HarvardCRCL.org continues to feature editorial posts written by CR-CL’s new General Board members. Today’s post contrasts the U.S. approach to constitutional equal protection with that available to protect Indigeneous Australians.
In 2010, the Australian Government announced the appointment of an expert panel to explore and present to government options for amendments to the Australian Constitution with a view to increase constitutional recognition of Indigenous Australians. However, the government did not proscribe whether the amendments should be preambular and symbolic, or textual and substantive. As a result, much of the debate regarding possible amendments has focused on whether any change should or should not grant particular or general civil rights to Indigenous Australians.

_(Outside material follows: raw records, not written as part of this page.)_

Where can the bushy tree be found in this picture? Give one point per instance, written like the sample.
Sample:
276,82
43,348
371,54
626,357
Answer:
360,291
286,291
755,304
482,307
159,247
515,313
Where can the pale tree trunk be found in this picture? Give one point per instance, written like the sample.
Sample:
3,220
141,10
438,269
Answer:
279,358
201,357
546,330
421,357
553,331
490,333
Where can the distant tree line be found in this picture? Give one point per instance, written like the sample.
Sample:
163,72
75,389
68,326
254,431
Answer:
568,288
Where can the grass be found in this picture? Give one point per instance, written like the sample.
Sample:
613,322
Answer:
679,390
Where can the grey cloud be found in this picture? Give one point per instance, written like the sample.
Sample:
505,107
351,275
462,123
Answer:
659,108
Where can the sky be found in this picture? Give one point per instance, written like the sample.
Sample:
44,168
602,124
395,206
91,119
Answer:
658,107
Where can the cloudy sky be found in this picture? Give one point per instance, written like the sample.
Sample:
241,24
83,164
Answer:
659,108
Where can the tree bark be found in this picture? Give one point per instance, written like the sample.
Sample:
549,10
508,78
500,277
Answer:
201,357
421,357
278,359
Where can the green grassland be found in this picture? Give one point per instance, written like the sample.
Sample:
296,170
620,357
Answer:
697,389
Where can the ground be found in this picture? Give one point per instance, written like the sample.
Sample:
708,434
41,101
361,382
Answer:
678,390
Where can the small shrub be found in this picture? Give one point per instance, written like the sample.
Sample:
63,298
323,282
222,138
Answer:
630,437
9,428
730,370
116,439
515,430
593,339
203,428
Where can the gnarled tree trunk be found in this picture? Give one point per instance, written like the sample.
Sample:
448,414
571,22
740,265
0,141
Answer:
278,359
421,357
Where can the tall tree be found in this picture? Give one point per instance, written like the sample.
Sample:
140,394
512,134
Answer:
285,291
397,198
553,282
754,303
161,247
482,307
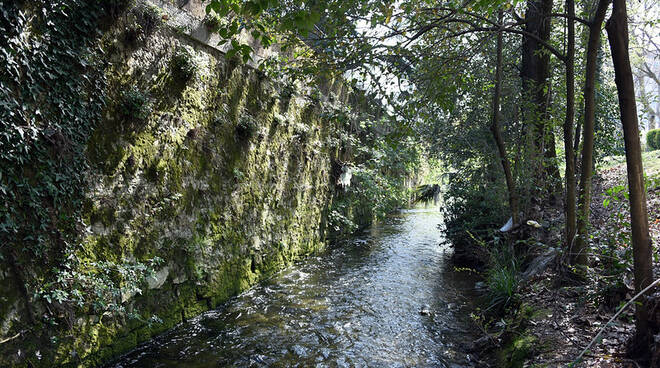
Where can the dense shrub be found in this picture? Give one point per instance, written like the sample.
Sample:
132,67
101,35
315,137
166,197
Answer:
653,139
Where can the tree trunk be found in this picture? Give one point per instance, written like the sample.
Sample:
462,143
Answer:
569,202
578,251
535,72
617,31
495,129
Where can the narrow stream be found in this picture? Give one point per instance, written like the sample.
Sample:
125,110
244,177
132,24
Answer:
357,305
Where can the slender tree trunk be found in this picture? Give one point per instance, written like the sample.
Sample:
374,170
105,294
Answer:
495,129
617,31
578,251
535,72
569,202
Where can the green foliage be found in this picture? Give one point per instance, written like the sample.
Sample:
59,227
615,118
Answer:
53,93
262,19
213,21
653,139
502,277
612,251
102,287
135,106
380,166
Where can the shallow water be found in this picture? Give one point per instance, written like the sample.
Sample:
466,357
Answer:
356,305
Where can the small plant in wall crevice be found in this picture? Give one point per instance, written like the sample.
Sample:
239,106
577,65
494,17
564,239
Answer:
246,128
182,66
135,107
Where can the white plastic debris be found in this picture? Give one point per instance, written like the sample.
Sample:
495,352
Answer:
507,226
534,224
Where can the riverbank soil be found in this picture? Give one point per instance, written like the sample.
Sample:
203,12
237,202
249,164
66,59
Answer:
559,316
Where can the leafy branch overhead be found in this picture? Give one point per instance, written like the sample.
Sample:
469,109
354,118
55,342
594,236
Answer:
263,20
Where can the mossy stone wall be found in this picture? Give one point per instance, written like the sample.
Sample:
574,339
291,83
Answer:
200,161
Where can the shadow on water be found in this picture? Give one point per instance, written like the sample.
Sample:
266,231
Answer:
357,305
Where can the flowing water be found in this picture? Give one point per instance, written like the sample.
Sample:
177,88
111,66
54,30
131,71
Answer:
387,298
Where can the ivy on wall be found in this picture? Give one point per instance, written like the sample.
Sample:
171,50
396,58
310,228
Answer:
52,96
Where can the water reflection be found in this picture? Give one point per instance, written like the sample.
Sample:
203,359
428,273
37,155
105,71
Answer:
357,305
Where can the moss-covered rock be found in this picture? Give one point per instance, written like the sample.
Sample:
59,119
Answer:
197,161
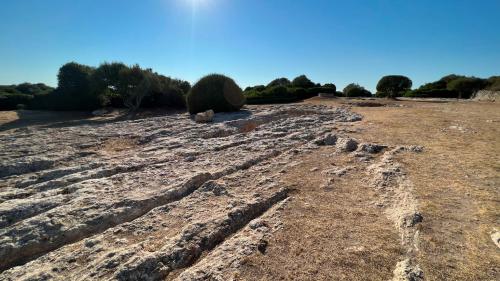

U.S. jurisprudence has dealt with constitutional rights since the enactment of the U.S. Constitution. In contrast, it was explicitly decided by the framers of the Australian Constitution to not include a similar Bill of Rights, although the American notions of judicial review, separation of powers, and federalism were incorporated. Accordingly, throughout Australian history courts have rarely acted to protect civil rights on the basis of constitutional interpretation. Any rights protections have either been based in legislation (often incorporating international law into domestic law) or on traditional common law presumptions.
I would argue that this method of rights protection has been largely inadequate to protect Indigenous Australians from breaches of their civil rights, particularly in regards to equal protection and racial discrimination. The federal government’s enumerated powers include the power to pass laws “with respect to… the people of any race for whom it is deemed necessary to make special laws.” s.51(xxvi). The High Court of Australia has read this provision as meaning the legislature may pass laws both for the benefit and to the detriment of Indigenous Australians or other races. See Kartinyeri v Commonwealth (1998) 195 CLR 337). Former High Court Justice Michael Kirby has stated that this places Australia in the unenviable position of being the only country in the world that explicitly allows the legislature, under its constitution, to pass racially discriminatory legislation.
The Racial Discrimination Act 1975 (Cth) (RDA) incorporates key elements of the International Convention for the Elimination of All Forms of Racial Discrimination into Australian law. However, without constitutional force, the legislature may suspend the operation of the RDA if it wishes to pass otherwise racially discriminatory laws. While convention for a period restrained the legislature from doing so, in 2007 Parliament suspended the operation of the RDA in passing racially discriminatory legislation in the Northern Territory that, among other things, restricted the payment of welfare to and compulsorily acquired communal title from Indigenous people living in that area.
In conclusion, it may be worthwhile for the expert panel to examine the operation of the Equal Protection Clause of the US Constitution and to consider whether a similar provision should be inserted into the Australian Constitution so that legislation based on racial classifications is held to strict scrutiny.